Books :: Press 53 Award for Poetry

paradise-drive-rebecca-foustPress 53 has awarded Rebecca Foust the winner of the 2015 Press 53 Award for Poetry with her collection Paradise Drive, chosen by Tom Lombardo. Of his selection, he says, “Rebecca Foust has created a Pilgrim who leads us from the hardscrabble existence and despair of Altoona, Pennsylvania, where she was raised, to the ultra-wealth and despair of Marin County, California, where she lived in the first decade of this century. The poems of Paradise Drive are powerful and figurative, with a very strong voice. Though the judging was close for this contest, Foust clearly stood out among the excellent finalists.”

Foust was also the recipient of the 2008 Many Mountain Press Poetry Book Prize for All that Gorgeous Pitiless Song, the winner of the 2010 Foreword Book of the Year Award with God, Seed: Poetry & Art About the Natural World, and the winner of Robert Phillips Poetry Chapbook prizes in 2007 and 2008 with her two chapbooks Mom’s Canoe and Dark Card.

Paradise Drive will be released at the end of the month. For more information or to order a copy, check out the Press 53 website.

Witness Trans/lation Issue

witnessBlack Mountain Institute’s print issue of Witness, Spring 2015, begins with the Editor’s Comment on the theme of translation: “We always expect our themes to expand and change and present themselves in unexpected ways as we read submissions, but the theme for this issue – ‘Trans/lation’ – made itself felt everywhere. Seen broadly and metaphorically enough, any written work can be considered a translation, from a thought or an experience into a piece of writing, and so, a few times, we had to stop and refocus our intentions. We began with the roots of the word itself, which draw from actions like ‘to carry across’ or ‘to bring across,’ as well as the knowledge that translations are really transformations, new versions that are faithful to the original in many different ways.”

Along with other content, specific works of translation (or about translation) in this issue include:

Poetry
Dario Bellezza, from Nothingness, Glamour, Farewell; from Notes for a Novel in Verse.
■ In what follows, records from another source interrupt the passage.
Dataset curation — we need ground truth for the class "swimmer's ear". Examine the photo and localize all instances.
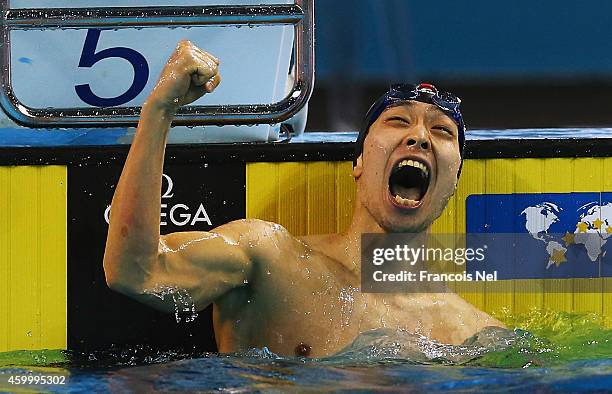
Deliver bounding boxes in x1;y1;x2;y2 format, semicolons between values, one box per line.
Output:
353;155;363;180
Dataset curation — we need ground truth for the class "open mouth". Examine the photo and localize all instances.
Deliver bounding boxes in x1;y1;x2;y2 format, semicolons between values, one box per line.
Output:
389;160;429;208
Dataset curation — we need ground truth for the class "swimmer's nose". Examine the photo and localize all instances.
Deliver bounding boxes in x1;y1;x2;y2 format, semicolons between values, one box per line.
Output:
404;127;431;150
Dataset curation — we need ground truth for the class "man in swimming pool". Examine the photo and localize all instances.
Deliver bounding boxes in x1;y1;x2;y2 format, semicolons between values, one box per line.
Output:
104;41;501;357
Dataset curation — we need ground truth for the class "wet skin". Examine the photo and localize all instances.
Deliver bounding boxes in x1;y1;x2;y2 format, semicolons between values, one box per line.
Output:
104;42;501;357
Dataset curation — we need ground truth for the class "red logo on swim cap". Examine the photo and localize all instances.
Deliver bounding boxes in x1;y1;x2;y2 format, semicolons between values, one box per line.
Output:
416;83;438;94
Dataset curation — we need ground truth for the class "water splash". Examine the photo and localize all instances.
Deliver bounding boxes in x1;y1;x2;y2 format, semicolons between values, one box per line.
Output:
144;285;198;323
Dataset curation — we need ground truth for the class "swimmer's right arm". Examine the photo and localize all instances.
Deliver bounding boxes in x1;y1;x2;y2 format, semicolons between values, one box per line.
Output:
104;41;252;312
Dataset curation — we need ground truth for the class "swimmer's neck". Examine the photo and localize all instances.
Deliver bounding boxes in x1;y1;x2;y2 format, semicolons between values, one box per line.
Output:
328;205;429;275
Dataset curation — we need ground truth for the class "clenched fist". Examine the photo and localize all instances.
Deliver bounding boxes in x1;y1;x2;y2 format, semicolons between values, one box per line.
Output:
147;40;221;113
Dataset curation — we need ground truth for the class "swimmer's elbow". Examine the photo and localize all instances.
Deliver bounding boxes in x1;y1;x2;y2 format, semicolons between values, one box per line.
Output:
104;252;151;295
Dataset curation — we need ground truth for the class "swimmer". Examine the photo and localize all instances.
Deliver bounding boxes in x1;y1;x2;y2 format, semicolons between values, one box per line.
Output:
104;41;502;357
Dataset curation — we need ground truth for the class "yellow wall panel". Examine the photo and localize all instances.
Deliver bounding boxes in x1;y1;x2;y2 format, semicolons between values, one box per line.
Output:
0;166;67;351
276;163;307;235
336;161;356;233
246;163;283;224
0;167;11;351
485;159;516;313
514;159;544;313
306;161;338;234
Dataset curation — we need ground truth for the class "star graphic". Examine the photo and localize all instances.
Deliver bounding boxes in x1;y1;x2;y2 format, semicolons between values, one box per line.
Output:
550;249;567;267
561;231;574;245
593;218;603;229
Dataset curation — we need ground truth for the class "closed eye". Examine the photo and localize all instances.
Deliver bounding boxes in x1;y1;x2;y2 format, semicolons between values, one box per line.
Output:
433;125;454;135
387;116;410;124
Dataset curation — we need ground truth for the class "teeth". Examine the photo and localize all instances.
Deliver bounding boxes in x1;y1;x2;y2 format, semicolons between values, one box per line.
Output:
395;194;419;208
399;160;429;179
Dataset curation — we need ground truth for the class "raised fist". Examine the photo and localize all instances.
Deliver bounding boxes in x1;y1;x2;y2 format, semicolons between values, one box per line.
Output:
147;40;221;113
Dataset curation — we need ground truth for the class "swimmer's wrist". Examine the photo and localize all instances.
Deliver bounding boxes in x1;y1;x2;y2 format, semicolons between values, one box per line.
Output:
141;99;179;120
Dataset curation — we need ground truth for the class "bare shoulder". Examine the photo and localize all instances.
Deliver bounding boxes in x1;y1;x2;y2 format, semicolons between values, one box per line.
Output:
212;219;299;257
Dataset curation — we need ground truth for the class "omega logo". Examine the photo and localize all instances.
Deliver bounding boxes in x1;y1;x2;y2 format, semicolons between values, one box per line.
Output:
104;174;212;227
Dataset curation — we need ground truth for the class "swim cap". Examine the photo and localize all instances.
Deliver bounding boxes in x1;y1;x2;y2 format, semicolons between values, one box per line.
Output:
353;83;465;178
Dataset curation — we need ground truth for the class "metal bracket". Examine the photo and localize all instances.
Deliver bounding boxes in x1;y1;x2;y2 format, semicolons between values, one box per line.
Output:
0;0;314;128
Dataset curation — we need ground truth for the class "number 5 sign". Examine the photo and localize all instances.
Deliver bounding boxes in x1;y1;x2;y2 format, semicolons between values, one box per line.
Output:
0;0;314;127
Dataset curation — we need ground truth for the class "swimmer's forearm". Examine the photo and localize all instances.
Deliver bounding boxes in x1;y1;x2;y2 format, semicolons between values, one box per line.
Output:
104;100;173;290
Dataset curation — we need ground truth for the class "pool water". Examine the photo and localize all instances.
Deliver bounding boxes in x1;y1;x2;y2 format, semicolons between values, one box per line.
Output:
0;311;612;393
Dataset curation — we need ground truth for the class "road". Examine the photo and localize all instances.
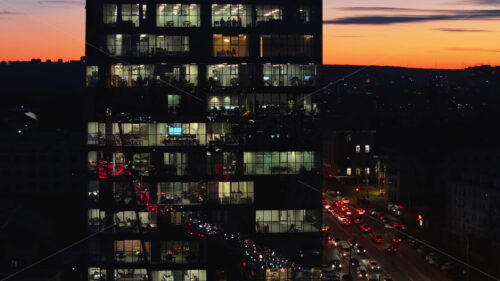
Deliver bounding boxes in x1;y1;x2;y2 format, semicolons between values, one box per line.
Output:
323;196;452;281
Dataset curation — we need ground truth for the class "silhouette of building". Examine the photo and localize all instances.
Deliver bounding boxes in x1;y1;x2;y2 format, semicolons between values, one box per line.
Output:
85;0;322;281
323;130;378;184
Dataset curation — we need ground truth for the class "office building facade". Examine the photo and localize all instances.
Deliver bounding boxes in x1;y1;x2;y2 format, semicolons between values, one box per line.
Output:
86;0;322;281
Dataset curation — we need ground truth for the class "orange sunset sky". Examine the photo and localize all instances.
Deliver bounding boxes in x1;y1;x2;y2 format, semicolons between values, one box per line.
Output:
0;0;500;68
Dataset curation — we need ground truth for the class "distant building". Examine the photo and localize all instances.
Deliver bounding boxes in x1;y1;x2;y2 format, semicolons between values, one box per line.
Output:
85;0;322;281
323;130;378;184
0;131;86;280
442;172;500;280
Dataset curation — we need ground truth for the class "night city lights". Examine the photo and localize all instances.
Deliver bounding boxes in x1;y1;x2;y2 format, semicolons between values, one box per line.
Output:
0;0;500;281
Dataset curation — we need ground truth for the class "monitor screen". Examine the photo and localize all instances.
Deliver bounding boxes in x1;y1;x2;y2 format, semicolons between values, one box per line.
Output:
168;127;182;135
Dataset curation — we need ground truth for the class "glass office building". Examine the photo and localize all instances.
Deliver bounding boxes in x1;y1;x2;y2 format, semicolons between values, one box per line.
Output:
86;0;322;281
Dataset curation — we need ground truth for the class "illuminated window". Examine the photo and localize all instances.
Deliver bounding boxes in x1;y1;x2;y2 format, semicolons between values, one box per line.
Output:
88;267;106;281
106;34;132;56
156;123;206;146
111;64;154;87
298;6;312;23
122;4;140;27
255;210;321;233
156;63;198;86
156;35;189;55
114;211;156;231
161;241;199;262
243;151;319;175
212;4;252;27
207;64;239;87
132;153;151;176
88;209;106;232
135;34;156;56
168;127;182;135
263;64;317;87
103;4;118;25
163;152;188;176
115;268;148;281
157;182;206;205
213;34;248;57
260;34;314;57
156;4;200;27
255;5;284;25
151;269;207;281
208;181;254;205
114;240;151;262
86;66;99;87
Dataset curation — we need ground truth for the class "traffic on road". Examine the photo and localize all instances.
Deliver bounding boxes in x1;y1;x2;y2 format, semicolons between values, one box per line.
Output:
322;192;465;281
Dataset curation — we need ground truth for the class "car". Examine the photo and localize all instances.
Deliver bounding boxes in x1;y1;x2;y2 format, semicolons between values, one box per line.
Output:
328;235;340;246
408;239;417;247
321;224;330;232
342;274;352;281
328;259;342;270
321;268;339;281
347;239;358;247
385;246;398;255
356;268;368;279
359;224;372;232
425;252;437;261
427;255;439;264
441;261;454;271
417;245;425;254
352;215;363;223
367;260;380;271
342;219;352;226
356;245;366;255
391;236;403;244
337;212;347;222
391;222;406;230
373;234;384;243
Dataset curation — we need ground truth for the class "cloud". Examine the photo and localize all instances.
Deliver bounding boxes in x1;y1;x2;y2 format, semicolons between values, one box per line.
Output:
323;9;500;25
455;0;500;6
334;7;456;13
445;47;500;53
38;0;85;7
332;34;362;38
434;28;493;32
0;10;21;16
Translated from the Italian by Peter Covino.
Arthur Rimbaud, “Seven-Year-Old Poets.” Translated from the French by Donald Revell.
Maia Circe, “The Unfinished Spell”; “The Smallest Predictions”; “TV.” Translated from the Spanish by Jesse Lee Kercheval.

Fiction
Hossein M. Abkenar, “Classmates.” Translated from the Persian by Sara Khalili
Christos Chartomatsidis, “Alicia the Fat Witch.” Translated from the Bulgarian by Velina Minkoff, Rayna Rossenova, and Borislava Velkova.

Nonfiction
Douglas Unger, “Strange Voices, Subversions, Killer Tomatoes: Literature in Translation.”
Karl Ove Knausgaard, from My Struggle: Book Four. Translated from the Norwegian by Don Bartlett.

Witness makes some works available in full text on their website.